OPINION OF THE COURT
Petitioner has commenced this habeas corpus proceeding to test the validity of a parole revocation hearing determined adversely to him and by reason of which he has been recommitted to the Department of Correctional Services.
Respondents by their return and answer contend, inter alia, that habeas corpus is an inappropriate remedy and that petitioner has failed to exhaust his administrative remedies. Neither contention is legally tenable (People ex rel. Van Fosson v Dillon, 72 AD2d 166; People ex rel. Newcomb v Metz, 64 AD2d 219).
Petitioner contends, on information and belief, that the special parole condition that he has been found to have violated was imposed upon him by his Parole Officer without prior consultation and approval by the Senior Parole Officer and further that the Parole Officer did not write a memorandum supporting the need for said condition and make it a part of the folder. That allegation is founded *689upon a memorandum dated April 10, 1980 and issued by the Division of Parole. Insofar0as is pertinent the memorandum provides:
“c. Imposition of Special Conditions of Release Subsequent to Release.
“After an individual has been released from a state facility, the Parole Officer may impose special conditions after review of the file and discussion with the Senior Parole Officer concerning the case * * *
“If special conditions are imposed by field staff, those conditions are to be the subject of a separate memorandum to the folder, and the rationale for the imposition of those conditions must be a part of that memorandum. The memorandum is to be initialed by the Senior Parole Officer indicating his or her approval of the special conditions imposed.”

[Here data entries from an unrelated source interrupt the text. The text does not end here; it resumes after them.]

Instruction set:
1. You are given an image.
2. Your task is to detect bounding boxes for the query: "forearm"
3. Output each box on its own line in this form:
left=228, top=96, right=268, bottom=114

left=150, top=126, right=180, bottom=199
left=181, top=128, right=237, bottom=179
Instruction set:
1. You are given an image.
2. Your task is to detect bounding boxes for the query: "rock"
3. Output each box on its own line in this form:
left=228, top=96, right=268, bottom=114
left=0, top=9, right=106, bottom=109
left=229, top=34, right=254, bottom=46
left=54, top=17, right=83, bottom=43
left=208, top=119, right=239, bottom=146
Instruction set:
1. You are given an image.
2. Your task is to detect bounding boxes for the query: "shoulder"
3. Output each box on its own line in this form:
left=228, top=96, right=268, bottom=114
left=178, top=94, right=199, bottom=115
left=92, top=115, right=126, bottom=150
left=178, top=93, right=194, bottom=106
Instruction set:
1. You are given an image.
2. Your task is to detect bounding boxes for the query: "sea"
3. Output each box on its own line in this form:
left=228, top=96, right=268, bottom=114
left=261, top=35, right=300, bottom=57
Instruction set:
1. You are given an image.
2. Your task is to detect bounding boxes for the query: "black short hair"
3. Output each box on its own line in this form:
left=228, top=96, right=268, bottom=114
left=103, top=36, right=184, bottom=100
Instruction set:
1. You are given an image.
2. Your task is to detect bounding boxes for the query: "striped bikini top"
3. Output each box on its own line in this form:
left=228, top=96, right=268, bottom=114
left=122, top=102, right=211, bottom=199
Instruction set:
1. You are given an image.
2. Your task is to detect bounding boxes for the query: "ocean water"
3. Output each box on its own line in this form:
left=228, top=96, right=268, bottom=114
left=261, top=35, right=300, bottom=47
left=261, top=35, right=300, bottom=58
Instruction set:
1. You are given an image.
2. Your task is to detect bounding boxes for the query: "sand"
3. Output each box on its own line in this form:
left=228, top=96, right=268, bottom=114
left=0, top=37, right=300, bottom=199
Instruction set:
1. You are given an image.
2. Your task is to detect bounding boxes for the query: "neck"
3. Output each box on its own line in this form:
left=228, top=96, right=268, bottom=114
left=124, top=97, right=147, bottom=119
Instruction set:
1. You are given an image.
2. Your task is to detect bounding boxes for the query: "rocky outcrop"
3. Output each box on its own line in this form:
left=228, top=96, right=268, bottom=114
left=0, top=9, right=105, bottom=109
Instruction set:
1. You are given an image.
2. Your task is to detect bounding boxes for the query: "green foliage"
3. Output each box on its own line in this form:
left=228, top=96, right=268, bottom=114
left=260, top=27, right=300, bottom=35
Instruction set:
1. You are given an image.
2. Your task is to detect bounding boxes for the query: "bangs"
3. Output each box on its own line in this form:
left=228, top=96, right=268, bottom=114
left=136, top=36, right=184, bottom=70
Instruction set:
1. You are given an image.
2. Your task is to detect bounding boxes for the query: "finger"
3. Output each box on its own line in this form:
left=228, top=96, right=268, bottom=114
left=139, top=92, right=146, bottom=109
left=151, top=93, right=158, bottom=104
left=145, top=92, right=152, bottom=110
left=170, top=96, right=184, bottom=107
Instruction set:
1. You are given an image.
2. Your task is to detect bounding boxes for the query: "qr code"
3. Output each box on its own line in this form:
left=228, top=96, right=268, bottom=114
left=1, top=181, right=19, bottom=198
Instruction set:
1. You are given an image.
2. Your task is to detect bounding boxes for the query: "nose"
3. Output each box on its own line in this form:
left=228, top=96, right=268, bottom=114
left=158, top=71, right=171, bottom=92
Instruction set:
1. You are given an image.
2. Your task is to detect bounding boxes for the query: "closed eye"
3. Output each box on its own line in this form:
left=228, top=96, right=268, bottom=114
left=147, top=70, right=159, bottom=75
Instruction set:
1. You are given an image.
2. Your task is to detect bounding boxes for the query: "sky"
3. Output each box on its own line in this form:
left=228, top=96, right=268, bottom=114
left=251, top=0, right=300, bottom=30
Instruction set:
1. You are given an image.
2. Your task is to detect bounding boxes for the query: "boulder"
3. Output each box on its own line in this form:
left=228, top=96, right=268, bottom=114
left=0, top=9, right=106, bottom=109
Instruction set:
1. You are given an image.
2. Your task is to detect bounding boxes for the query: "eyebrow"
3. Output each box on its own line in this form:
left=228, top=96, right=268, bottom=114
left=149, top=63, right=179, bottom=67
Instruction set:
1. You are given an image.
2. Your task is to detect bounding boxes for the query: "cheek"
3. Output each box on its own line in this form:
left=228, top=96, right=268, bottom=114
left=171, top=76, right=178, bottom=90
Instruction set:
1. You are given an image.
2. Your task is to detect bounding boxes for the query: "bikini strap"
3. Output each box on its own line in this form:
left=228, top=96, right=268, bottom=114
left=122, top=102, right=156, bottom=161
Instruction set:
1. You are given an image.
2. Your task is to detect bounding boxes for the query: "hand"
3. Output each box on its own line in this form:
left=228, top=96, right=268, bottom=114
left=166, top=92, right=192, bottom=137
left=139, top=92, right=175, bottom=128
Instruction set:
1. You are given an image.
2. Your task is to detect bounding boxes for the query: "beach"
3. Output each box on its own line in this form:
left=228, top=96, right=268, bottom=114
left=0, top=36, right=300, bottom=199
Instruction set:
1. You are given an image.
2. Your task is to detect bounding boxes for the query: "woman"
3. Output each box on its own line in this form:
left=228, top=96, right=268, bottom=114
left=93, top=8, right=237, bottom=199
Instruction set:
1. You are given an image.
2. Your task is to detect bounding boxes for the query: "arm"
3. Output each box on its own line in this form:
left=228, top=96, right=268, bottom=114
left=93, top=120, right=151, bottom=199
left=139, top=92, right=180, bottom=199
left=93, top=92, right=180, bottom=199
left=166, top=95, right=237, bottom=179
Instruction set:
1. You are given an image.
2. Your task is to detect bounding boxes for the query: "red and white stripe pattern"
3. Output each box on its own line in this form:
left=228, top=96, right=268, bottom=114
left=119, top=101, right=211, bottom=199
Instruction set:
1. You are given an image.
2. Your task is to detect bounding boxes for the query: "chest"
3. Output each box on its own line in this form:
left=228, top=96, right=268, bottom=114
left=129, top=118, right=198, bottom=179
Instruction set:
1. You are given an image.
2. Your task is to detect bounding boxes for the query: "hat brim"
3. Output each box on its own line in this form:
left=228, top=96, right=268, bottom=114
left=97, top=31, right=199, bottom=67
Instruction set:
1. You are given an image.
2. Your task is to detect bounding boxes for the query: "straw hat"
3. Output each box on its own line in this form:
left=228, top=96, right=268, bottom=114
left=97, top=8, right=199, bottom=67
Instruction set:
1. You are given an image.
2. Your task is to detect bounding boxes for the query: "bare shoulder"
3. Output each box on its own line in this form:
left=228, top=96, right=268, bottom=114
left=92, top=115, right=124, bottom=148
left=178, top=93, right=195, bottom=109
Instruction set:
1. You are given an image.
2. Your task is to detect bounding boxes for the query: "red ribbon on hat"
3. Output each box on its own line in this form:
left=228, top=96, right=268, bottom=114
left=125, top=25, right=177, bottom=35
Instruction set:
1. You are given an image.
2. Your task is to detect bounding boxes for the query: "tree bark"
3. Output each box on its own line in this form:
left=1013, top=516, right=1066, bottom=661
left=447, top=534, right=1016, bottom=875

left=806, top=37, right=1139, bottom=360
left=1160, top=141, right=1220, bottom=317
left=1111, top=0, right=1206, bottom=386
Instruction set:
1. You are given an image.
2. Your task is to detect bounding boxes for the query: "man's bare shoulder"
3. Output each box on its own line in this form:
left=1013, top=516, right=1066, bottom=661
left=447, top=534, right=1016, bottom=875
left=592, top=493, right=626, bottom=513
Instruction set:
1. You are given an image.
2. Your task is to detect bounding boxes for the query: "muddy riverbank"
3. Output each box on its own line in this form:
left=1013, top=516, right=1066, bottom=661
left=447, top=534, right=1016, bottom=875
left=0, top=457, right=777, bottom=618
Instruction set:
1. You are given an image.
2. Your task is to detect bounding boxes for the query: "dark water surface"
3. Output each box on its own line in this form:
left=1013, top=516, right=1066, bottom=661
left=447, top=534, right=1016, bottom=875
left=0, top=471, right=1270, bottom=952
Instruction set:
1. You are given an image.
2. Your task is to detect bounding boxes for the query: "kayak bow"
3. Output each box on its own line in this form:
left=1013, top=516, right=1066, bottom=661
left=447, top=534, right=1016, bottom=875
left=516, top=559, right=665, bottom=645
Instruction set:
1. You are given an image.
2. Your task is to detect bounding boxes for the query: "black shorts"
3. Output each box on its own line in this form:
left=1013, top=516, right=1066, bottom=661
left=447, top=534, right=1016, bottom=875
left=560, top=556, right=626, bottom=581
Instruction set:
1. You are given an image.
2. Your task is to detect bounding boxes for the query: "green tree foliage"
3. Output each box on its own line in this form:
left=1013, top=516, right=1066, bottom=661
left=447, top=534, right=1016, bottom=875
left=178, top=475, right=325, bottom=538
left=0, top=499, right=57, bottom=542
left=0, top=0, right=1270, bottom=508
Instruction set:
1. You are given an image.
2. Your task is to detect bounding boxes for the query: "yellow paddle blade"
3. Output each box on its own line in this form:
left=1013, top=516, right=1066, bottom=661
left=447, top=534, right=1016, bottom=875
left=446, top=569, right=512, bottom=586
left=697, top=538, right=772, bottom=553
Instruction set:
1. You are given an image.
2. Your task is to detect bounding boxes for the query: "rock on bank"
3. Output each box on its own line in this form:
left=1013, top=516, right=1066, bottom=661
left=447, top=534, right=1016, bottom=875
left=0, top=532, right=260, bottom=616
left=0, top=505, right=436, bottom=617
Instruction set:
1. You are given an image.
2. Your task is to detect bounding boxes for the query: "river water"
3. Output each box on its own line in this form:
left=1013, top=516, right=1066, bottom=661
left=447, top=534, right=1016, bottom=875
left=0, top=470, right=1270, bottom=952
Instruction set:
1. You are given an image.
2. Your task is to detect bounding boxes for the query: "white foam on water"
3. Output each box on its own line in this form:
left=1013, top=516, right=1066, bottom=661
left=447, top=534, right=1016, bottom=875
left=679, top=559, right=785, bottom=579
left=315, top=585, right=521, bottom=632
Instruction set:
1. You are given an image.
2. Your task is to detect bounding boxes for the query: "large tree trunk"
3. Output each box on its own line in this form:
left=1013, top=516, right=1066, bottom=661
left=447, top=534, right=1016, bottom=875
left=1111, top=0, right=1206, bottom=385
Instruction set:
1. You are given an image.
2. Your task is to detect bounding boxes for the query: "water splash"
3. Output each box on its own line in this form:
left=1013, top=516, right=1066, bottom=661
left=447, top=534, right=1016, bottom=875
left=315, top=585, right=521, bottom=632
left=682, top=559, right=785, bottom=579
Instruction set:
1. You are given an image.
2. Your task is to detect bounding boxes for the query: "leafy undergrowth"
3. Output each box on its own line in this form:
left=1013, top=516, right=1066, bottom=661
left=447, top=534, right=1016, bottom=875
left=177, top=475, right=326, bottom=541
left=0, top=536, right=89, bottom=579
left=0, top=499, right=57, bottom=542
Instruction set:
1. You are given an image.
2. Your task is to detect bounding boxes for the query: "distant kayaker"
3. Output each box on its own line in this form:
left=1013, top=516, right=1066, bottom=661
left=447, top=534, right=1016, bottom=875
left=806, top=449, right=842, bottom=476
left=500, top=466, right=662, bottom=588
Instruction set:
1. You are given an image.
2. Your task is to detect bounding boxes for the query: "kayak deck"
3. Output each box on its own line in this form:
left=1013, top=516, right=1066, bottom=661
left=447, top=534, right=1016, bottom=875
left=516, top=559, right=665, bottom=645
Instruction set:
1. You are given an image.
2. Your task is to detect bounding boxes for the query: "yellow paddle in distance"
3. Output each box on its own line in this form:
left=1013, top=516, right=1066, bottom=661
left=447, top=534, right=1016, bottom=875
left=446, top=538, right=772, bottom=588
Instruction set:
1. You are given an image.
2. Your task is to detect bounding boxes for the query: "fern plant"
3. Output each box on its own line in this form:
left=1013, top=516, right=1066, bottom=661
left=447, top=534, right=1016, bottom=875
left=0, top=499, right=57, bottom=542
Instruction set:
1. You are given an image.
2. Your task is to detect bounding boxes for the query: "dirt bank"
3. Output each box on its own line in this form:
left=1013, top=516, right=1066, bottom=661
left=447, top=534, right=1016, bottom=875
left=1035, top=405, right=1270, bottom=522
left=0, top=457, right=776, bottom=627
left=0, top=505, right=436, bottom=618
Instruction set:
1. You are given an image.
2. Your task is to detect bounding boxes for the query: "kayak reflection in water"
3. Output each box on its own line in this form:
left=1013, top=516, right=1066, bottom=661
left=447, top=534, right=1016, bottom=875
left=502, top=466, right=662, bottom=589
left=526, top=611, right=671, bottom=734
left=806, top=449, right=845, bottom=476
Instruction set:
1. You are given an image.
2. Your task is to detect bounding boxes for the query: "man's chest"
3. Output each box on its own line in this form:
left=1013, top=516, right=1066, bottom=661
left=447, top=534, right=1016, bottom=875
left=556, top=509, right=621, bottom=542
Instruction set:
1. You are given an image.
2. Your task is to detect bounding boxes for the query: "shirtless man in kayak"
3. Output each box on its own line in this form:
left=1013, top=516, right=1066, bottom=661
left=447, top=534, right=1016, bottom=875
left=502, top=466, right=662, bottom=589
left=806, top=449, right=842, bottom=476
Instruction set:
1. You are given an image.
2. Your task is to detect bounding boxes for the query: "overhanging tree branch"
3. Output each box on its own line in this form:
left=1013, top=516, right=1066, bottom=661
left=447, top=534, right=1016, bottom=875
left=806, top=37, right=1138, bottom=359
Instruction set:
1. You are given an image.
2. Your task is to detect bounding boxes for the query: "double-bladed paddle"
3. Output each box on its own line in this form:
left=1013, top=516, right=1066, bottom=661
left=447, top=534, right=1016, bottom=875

Respondents by their return and answer make no reference to the aforesaid allegation by the petitioner. Instead they merely advise in a covering letter that they have not included any reference to the administrative directive since it is merely an internal methodology and would not be deemed a rule or regulation.
The central issue in this proceeding, therefore, is whether the above-mentioned memorandum and the quoted language therefrom constitutes a rule or regulation made by the Division or whether it simply relates to the internal management of the Division. It seems clear to the court that if the memorandum dealt only with the documentation of special conditions imposed upon a releasee it would clearly have only to do with internal management. However, the memorandum is a directive to all division personnel and provides that any special conditions imposed by field staff must be reviewed with the Senior Parole Officer and must be approved by he or she. One obvious reason for such a rule would be to avoid punitive or arbitrary actions on the part of field staff. As such it constitutes a pronouncement delineating field staffs’ powers and formulates a standard of conduct for the future applicable to all field staff which inures to the benefit of releasees (People v Cull, 10 NY2d 123; People v Widelitz, 39 *690Misc 2d 51). It thus constitutes a rule or regulation which the Division must comply‘with (Matter of Johnson v Smith, 83 AD2d 721).
Counsel for respondents contends that this court should not consider the April 10,1980 memorandum in any event, since petitioner did not raise that issue at the final revocation hearing and has thus waived such objection, citing Matter of Guzman v Coughlin (90 AD2d 666); Collazo v Wilmot (75 AD2d 655); and Matter of Hicks v LeFevre (59 AD2d 423). Those cases all involve procedural matters which might have been rectified by the hearing officer had a timely objection been made. In the case at bar, no curative action could have been undertaken by the hearing officer even if petitioner had raised the present contention. Additionally, a fair reading of CPLR 7009 (subd [c]) does not limit the court to review of the proceedings below, but permits it to examine into the cause of the detention and dispose of the proceeding as justice requires. Thus the statute, rather than limiting the court, grants it very broad discretion in regard to its inquiry (see People ex rel. Vallaro v Travis, 65 NYS2d 684).
Accordingly, the writ is granted and the petitioner is restored to parole.